The phosphatidylinositol 3-kinase (PI3K) signaling pathway, which plays a role in the regulation of glucose metabolism and renders the cells dependent on high levels of glucose flux, is activated via integrin-mediated activation of focal adhesion kinase (FAK) (71–73). However, PI3K is dysregulated through various mechanisms, including loss or inactivation of the tumor suppressor PTEN, mutation or amplification of PI3K, and activation of tyrosine kinase growth factor receptors or oncogenes upstream of PI3K (73).

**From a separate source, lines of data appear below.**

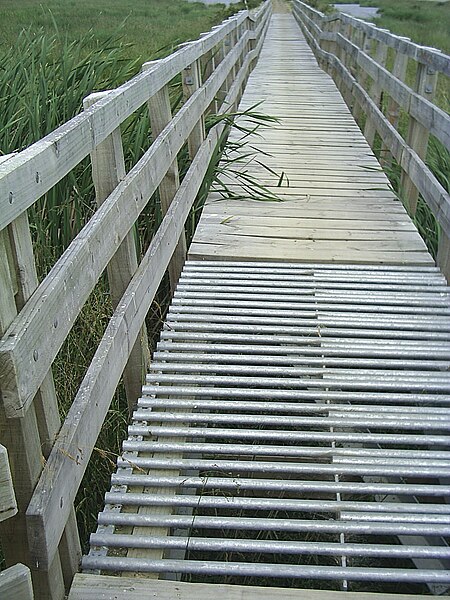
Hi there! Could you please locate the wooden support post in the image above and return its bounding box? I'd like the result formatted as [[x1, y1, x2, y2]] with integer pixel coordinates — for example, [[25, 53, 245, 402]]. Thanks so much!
[[83, 91, 150, 413], [142, 73, 187, 293], [353, 29, 371, 121], [380, 49, 408, 168], [400, 63, 438, 216], [0, 231, 81, 600], [0, 444, 17, 521], [181, 61, 206, 160], [364, 42, 388, 148], [436, 231, 450, 283]]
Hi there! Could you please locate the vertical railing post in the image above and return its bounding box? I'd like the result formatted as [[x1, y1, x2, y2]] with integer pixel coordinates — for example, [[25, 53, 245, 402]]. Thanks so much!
[[83, 91, 149, 412], [181, 60, 206, 160], [142, 69, 187, 293], [380, 46, 409, 168], [400, 63, 438, 216], [0, 157, 81, 600], [436, 236, 450, 283], [364, 42, 388, 147]]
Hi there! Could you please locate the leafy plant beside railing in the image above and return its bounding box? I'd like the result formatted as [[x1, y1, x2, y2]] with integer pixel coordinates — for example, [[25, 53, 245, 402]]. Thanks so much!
[[186, 104, 289, 241]]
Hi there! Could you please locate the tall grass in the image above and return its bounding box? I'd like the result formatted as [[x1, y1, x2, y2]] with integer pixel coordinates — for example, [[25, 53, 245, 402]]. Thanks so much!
[[0, 10, 282, 543], [305, 0, 450, 258]]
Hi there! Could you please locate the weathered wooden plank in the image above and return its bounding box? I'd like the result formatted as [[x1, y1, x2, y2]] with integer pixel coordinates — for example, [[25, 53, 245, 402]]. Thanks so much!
[[27, 44, 256, 565], [294, 7, 450, 248], [83, 92, 150, 412], [0, 185, 81, 600], [0, 30, 247, 416], [143, 79, 186, 293], [336, 34, 450, 154], [0, 444, 17, 521], [400, 64, 436, 216], [69, 573, 436, 600], [0, 11, 253, 229], [0, 564, 34, 600]]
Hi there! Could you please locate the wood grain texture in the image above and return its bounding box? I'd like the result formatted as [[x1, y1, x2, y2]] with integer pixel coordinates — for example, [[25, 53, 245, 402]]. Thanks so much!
[[69, 574, 436, 600], [0, 32, 248, 414], [27, 34, 264, 566], [0, 564, 34, 600], [0, 444, 17, 521]]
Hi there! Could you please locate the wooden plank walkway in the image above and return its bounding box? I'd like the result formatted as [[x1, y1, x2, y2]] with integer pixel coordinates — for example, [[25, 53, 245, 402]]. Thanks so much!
[[189, 14, 433, 265], [78, 7, 450, 600]]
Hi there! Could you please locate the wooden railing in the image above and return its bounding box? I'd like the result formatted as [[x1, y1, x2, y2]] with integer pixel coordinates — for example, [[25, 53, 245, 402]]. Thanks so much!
[[293, 0, 450, 279], [0, 2, 271, 600]]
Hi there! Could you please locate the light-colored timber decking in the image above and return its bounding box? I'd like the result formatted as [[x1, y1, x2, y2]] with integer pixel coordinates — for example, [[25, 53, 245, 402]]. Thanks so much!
[[78, 5, 450, 600], [189, 14, 434, 265]]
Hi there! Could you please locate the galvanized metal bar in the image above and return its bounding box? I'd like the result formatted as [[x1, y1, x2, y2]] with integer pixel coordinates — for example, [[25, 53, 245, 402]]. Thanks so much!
[[90, 534, 450, 558], [83, 261, 450, 589], [129, 424, 450, 447], [105, 492, 450, 515], [155, 339, 450, 358], [122, 439, 450, 464], [143, 385, 450, 405], [82, 556, 450, 583]]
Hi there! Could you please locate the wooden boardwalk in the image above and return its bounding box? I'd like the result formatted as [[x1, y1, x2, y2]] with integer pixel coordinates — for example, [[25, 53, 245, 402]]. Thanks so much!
[[189, 14, 433, 265], [80, 7, 450, 600], [0, 0, 450, 600]]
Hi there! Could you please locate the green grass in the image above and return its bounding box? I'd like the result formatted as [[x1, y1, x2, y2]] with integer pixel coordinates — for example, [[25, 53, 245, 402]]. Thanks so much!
[[0, 0, 264, 556], [334, 0, 450, 54], [0, 0, 229, 62]]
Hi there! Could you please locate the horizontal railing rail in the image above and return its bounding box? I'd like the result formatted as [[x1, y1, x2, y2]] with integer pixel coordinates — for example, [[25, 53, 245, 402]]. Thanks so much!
[[0, 2, 271, 599], [293, 0, 450, 278]]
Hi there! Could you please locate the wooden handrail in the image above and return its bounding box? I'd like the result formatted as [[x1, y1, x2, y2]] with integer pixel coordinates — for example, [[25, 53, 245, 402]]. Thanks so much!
[[294, 0, 450, 279], [0, 2, 271, 600]]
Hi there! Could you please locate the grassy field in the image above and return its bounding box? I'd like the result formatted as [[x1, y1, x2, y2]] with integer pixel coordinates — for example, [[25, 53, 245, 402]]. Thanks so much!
[[334, 0, 450, 54], [0, 0, 246, 62], [0, 0, 259, 556]]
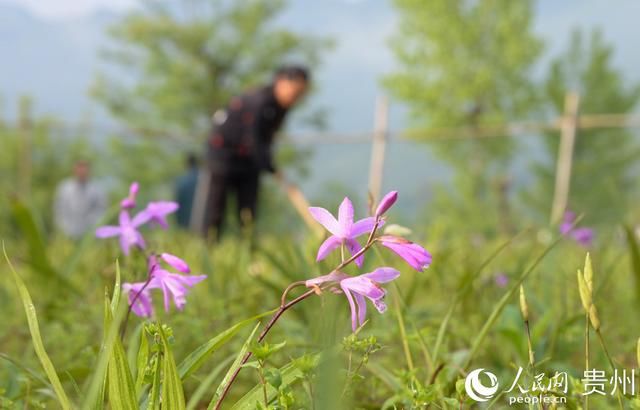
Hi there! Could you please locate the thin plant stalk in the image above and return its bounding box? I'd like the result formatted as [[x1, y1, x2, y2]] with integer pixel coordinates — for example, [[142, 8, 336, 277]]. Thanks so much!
[[214, 218, 380, 410]]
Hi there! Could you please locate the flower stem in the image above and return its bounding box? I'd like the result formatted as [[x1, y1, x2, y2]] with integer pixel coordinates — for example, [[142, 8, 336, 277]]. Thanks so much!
[[214, 289, 315, 410], [596, 329, 624, 410], [584, 312, 589, 410]]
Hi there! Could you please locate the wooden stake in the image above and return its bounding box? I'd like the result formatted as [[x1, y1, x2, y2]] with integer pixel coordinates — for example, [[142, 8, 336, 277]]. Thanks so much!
[[369, 96, 389, 203], [551, 92, 580, 224]]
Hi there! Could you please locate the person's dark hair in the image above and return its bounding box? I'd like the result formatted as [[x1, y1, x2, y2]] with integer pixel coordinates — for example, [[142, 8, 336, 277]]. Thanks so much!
[[275, 65, 311, 83], [187, 152, 198, 168]]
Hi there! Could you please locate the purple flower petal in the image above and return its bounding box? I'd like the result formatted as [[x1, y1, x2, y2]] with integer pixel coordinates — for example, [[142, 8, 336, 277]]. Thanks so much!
[[160, 253, 191, 273], [353, 293, 367, 326], [350, 217, 384, 238], [346, 239, 364, 268], [338, 197, 353, 235], [309, 206, 343, 237], [120, 182, 139, 209], [96, 225, 121, 238], [118, 210, 131, 226], [152, 268, 207, 312], [379, 235, 432, 272], [122, 282, 153, 317], [131, 208, 153, 228], [316, 235, 342, 261], [362, 267, 400, 283], [340, 275, 386, 300]]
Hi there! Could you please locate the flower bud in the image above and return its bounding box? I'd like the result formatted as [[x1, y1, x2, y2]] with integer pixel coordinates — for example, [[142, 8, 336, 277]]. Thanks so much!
[[520, 285, 529, 322], [589, 305, 600, 332], [375, 191, 398, 218]]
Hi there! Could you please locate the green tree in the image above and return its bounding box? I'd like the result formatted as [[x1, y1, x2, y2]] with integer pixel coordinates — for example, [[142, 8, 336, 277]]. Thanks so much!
[[384, 0, 542, 234], [525, 29, 640, 223], [94, 0, 327, 135]]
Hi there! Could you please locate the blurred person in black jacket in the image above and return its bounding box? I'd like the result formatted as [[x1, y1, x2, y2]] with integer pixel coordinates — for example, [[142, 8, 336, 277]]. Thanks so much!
[[203, 66, 310, 238]]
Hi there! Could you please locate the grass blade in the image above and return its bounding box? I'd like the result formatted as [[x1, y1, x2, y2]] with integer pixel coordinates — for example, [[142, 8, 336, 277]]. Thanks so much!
[[207, 323, 260, 410], [2, 242, 71, 410], [462, 231, 564, 369], [158, 326, 185, 410], [231, 361, 303, 410], [187, 356, 234, 410], [178, 309, 275, 380], [104, 297, 137, 410]]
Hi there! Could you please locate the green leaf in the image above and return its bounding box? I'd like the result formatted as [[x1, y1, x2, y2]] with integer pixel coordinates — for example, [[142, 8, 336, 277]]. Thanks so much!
[[178, 309, 275, 380], [2, 242, 71, 410], [231, 355, 318, 410], [111, 259, 121, 312], [81, 286, 132, 410], [147, 346, 162, 410], [135, 326, 149, 397], [624, 226, 640, 300], [104, 297, 138, 410], [207, 323, 260, 410], [187, 356, 234, 410], [462, 231, 564, 369], [11, 198, 80, 294], [158, 326, 185, 410]]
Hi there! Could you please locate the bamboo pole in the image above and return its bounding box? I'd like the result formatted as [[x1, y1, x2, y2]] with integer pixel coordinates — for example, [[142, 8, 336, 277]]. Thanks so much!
[[18, 96, 32, 198], [369, 96, 389, 203], [551, 92, 580, 224]]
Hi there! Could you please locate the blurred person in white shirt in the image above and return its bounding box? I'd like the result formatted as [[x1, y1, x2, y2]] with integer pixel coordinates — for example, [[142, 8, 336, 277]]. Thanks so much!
[[54, 160, 106, 239]]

PI3K is active in brain metastases, including those from breast cancer (71–73). Activation of the PI3K pathway initiates a cascade that results in the formation of new actin fibers and branching of existing fibers. This actin polymerization leads to protrusions at the cell membrane, such as lamellipodia and invadopodia. Mature invadopodia mediate cell interaction with and movement within their microenvironment and involve both cytoskeletal structures that facilitate cell movement and the delivery of matrix-degrading proteases to clear a path (74). There is also emerging evidence that cytoskeletal processes in turn regulate PI3K activity, potentially completing a positive feedback loop that results in cancer cell invasion (75).
In the brain, the mechanical properties of cancer cells and tumors in the metastatic environment are opposing (e.g., tumor versus host stiffness). Cellular stiffness is generally higher than that of the ECM, and the overall tumor generally softens with cancer progression (16). This undoubtedly affects and is affected by cell metabolism and may partially explain the comparatively low metastatic rate of cancerous cells from the supportive brain microenvironment to extracranial sites, particularly in the context of primary brain tumors (53, 76). We, therefore, hypothesize that due to increased glucose supply in the brain, metastatic cancer cells often migrate to the brain, while brain cancer cells preferentially invade locally rather than extravasate and metastasize to other parts of the body.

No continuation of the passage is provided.